In three months people of Hispanic descent across the state of Arizona will become suspects. Recently Governor Jan Brewer of Arizona, a Republican, signed into law a strict and controversial immigration bill that will take effect in ninety days.
The laws will give police officers excessive powers over the rights of people in the state. Labeled draconian by some, the law forces police to question anyone they “reasonably suspect” of being an illegal immigrant. Any person who does not have identification readily at hand can be arrested and tossed into prison for up to six months.
As Eugene Robinson in a Washington Post Op-Ed article correctly asserted, this is “a mandate for racial profiling on a massive scale.”

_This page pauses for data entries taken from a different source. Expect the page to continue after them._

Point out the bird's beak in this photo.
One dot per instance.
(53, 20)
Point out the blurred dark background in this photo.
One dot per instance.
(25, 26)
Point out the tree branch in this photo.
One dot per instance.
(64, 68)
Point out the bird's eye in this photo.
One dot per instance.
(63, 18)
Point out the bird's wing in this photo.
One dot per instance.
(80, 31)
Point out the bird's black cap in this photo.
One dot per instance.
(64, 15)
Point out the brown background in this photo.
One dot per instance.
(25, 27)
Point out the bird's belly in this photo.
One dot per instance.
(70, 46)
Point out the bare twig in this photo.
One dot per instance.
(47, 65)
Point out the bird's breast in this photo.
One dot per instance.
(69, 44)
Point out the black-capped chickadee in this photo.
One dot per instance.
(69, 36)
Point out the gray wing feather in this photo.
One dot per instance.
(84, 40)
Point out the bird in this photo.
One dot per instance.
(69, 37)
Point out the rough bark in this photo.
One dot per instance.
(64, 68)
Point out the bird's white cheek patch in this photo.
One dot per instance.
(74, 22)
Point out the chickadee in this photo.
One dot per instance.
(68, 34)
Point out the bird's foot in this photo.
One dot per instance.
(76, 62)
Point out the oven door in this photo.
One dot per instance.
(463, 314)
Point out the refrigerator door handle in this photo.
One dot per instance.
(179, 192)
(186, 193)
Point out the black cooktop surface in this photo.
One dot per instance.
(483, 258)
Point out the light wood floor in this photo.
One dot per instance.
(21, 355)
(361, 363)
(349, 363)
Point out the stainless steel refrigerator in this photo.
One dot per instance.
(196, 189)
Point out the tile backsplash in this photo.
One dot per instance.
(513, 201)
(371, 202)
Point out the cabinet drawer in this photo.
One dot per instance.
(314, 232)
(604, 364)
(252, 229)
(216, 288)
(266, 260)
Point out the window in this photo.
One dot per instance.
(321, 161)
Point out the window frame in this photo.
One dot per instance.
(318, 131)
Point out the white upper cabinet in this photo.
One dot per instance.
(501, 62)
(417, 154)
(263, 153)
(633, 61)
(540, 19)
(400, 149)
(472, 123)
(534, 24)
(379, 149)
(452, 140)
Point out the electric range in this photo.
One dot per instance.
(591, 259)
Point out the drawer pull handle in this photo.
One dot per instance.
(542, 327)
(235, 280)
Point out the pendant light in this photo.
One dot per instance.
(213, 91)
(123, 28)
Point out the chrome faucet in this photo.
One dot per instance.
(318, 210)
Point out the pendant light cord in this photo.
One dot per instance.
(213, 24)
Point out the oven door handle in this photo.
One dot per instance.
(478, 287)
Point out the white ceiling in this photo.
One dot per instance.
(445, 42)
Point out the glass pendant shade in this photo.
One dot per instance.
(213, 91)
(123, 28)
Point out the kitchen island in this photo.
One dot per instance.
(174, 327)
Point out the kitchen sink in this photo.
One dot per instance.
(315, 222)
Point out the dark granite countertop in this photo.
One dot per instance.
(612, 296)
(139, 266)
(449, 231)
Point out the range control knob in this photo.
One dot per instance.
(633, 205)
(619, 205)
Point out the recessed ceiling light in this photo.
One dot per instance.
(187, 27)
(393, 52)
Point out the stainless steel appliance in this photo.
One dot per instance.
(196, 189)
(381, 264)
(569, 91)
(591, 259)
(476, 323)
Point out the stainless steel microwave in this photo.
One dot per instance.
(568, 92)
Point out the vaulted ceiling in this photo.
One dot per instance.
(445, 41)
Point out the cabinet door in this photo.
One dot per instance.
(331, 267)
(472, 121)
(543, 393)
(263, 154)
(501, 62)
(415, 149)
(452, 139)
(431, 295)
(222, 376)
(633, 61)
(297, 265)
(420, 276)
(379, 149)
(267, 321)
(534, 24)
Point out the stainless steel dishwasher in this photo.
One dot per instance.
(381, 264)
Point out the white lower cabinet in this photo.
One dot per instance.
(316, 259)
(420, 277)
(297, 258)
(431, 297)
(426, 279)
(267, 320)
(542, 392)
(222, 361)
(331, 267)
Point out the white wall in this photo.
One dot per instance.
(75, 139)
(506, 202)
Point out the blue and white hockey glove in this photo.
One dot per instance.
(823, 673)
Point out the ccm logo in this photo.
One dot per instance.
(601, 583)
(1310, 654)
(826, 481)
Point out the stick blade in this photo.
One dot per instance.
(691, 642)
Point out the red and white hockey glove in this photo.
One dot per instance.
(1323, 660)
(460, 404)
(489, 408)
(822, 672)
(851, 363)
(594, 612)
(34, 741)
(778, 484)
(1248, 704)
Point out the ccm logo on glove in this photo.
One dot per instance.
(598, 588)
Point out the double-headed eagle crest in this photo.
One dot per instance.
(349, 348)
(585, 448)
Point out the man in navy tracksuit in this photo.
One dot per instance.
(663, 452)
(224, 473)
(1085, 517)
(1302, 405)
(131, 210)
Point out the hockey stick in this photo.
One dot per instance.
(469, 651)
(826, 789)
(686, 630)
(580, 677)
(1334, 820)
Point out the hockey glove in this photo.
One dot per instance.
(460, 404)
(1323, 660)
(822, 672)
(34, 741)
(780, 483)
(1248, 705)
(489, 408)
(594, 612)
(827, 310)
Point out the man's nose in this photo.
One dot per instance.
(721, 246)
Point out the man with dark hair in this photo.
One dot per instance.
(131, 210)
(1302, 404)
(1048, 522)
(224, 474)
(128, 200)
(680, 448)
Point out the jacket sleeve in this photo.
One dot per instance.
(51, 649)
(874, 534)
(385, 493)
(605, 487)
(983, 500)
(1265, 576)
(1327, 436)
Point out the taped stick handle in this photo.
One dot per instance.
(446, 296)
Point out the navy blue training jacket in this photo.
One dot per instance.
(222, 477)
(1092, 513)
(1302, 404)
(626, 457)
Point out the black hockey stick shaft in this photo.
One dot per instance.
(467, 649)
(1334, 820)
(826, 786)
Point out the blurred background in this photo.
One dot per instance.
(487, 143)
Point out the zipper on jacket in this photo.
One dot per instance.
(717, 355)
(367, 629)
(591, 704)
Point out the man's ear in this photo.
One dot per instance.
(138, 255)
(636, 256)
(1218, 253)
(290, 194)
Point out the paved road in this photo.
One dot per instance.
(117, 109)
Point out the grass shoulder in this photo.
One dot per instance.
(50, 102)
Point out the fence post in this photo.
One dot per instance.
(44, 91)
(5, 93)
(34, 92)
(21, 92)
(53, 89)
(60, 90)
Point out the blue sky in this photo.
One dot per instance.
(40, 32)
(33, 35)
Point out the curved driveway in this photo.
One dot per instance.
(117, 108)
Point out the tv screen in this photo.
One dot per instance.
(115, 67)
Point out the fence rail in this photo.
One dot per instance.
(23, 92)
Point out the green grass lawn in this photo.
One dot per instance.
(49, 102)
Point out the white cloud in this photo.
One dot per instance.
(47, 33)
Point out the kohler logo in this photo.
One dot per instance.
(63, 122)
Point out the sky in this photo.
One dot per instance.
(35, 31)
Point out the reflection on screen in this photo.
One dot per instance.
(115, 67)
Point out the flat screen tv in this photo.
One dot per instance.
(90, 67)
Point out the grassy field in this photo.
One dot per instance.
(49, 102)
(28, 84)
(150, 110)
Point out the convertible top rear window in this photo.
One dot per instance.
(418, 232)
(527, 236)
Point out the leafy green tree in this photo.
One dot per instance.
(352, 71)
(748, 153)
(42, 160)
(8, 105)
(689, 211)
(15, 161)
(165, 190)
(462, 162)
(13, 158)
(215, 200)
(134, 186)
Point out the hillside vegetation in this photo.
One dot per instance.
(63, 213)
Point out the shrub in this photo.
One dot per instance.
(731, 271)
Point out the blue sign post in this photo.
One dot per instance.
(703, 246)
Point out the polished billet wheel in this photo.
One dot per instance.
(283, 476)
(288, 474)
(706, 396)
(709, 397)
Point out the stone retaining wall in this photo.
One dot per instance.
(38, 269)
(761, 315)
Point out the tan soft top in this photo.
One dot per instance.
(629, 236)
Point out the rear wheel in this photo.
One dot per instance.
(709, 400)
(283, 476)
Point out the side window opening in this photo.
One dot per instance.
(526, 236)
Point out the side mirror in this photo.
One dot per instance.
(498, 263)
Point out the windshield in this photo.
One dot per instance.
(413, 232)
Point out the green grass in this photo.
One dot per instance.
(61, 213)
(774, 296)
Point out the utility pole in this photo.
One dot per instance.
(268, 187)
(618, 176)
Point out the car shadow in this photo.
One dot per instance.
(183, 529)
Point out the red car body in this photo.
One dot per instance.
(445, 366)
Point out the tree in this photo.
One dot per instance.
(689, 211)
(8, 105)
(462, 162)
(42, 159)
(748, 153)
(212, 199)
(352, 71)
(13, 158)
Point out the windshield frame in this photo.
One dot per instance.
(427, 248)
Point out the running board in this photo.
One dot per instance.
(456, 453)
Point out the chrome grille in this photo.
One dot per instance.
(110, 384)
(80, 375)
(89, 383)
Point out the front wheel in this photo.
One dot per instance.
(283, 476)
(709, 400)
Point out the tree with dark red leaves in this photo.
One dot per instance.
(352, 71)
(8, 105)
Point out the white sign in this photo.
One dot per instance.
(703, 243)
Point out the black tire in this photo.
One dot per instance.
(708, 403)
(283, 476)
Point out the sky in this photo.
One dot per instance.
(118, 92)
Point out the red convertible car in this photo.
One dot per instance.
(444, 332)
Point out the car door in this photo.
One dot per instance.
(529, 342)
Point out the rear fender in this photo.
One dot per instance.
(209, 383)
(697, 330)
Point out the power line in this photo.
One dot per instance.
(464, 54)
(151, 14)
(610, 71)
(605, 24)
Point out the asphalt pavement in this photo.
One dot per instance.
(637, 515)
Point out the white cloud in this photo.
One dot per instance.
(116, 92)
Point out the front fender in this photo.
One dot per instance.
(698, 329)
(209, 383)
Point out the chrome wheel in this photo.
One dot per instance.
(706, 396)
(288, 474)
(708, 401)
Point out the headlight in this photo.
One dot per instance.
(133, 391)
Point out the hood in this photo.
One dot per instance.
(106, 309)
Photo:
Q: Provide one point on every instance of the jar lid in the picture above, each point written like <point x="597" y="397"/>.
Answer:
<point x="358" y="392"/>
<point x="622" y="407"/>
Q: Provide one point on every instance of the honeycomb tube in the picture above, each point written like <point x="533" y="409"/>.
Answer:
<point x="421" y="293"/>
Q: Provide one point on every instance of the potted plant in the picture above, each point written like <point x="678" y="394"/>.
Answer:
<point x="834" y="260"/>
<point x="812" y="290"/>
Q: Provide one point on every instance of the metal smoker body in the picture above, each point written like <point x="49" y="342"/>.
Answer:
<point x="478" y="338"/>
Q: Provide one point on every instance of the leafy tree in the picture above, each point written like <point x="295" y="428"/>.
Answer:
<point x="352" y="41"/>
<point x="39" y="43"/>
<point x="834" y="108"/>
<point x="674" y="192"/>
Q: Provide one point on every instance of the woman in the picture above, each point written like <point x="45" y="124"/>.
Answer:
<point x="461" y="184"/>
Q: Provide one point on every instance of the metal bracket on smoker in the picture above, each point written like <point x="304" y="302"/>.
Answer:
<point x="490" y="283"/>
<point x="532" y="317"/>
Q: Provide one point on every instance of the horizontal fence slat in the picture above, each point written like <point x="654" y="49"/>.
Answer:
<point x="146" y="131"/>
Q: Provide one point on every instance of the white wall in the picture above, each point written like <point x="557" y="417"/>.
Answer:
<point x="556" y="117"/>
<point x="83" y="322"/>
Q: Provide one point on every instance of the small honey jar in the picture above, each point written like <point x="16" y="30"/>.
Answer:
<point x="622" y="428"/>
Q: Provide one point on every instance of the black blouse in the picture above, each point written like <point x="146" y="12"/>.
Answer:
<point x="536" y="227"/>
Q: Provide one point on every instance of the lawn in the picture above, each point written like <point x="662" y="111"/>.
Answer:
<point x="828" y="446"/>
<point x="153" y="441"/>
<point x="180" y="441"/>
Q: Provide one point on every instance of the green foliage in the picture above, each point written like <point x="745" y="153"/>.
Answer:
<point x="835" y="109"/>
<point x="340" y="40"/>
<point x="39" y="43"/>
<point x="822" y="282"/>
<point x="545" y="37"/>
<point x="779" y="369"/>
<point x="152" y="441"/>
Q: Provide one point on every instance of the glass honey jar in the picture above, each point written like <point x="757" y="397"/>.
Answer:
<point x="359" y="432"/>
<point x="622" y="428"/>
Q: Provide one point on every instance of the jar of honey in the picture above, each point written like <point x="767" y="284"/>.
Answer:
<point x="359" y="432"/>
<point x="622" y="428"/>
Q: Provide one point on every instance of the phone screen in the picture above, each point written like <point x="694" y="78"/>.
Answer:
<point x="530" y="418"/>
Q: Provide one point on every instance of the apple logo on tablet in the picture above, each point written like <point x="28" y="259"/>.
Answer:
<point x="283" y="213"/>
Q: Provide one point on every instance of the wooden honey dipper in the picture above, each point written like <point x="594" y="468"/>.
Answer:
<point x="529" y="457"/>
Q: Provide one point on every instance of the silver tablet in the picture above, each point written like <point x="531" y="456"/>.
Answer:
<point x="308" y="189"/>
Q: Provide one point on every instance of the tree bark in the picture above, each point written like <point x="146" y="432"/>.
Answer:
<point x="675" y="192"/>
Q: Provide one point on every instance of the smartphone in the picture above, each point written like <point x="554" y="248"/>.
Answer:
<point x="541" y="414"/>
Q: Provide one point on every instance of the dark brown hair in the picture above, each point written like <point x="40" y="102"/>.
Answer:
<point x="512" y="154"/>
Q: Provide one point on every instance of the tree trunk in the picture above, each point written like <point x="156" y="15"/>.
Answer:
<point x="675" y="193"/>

The question remains: what, under the new law, defines a “reasonable suspect”? With most illegal immigrants coming from Mexico does this term refer to anyone of Mexican descent? Is it anyone who shows Mexican pride with bumper stickers on an old beat-up pickup truck? Is it a recent immigrant who comes to America legally, only to be assaulted by racial profiling?
Once a champion of sensible immigration reform and a denouncer of anti-immigrant sentiment of in his party, the game of politics has consumed John McCain’s sensibilities. Recently Fox News’ “The O’Reilly Factor,” McCain endorsed the bill and said that “The state of Arizona is acting and doing what it feels it needs to do in light of the fact that the federal government is not fulfilling its fundamental responsibility – to secure our borders.”
What is surprising is not that an Arizona republican endorsed this bill, but rather the doublespeak of the slippery politician.
According to the New York Times, in 2004 John McCain opposed an Arizona ballot measure to deny public services to illegal immigrants and require proof of citizenship. During debates in his reelection bid that year, he said that comprehensive immigration reform was needed. But now, with pressures from conservative opponents, John McCain has forgotten his advocacy for smart reform.
Intelligent state politicians like Phoenix mayor Phil Gordon have rightly opposed the law.
He has characterized the law as unconstitutional and has said “It tramples civil rights.” With about a third of the residents of Arizona of Latino descent, the Mayor is defending his constituents, unlike John McCain, who is appealing to the conservative establishment.
Looking beyond the basic American civil rights that the law tramples, the law has economic consequences. Officials in San Francisco, as well as Hispanic-Americans and businesses across the country have called for a boycott of Arizona because of the law. With a strong tourism industry and the enormous buying power of Hispanic-Americans, it is difficult for me to see the benefits of this law in these tough economic times.
There is also the question of the role of the state government versus the role of the federal government. Police officers are given enormous power (and responsibility) to enforce the laws of immigration constructed by the federal government.
The Arizona Association of Chiefs of Police has publicly opposed the law because it erodes the trust with the local immigrants, which would deter reports of crime, and distracts them from more pertinent problems of public safety.
Likened by the Roman Catholic Bishop of Los Angeles to “German Nazi and Russian Communist techniques,” this is not smart, comprehensive immigration reform. It’s racist legislation that is unconstitutional and immoral. It needs to be repealed.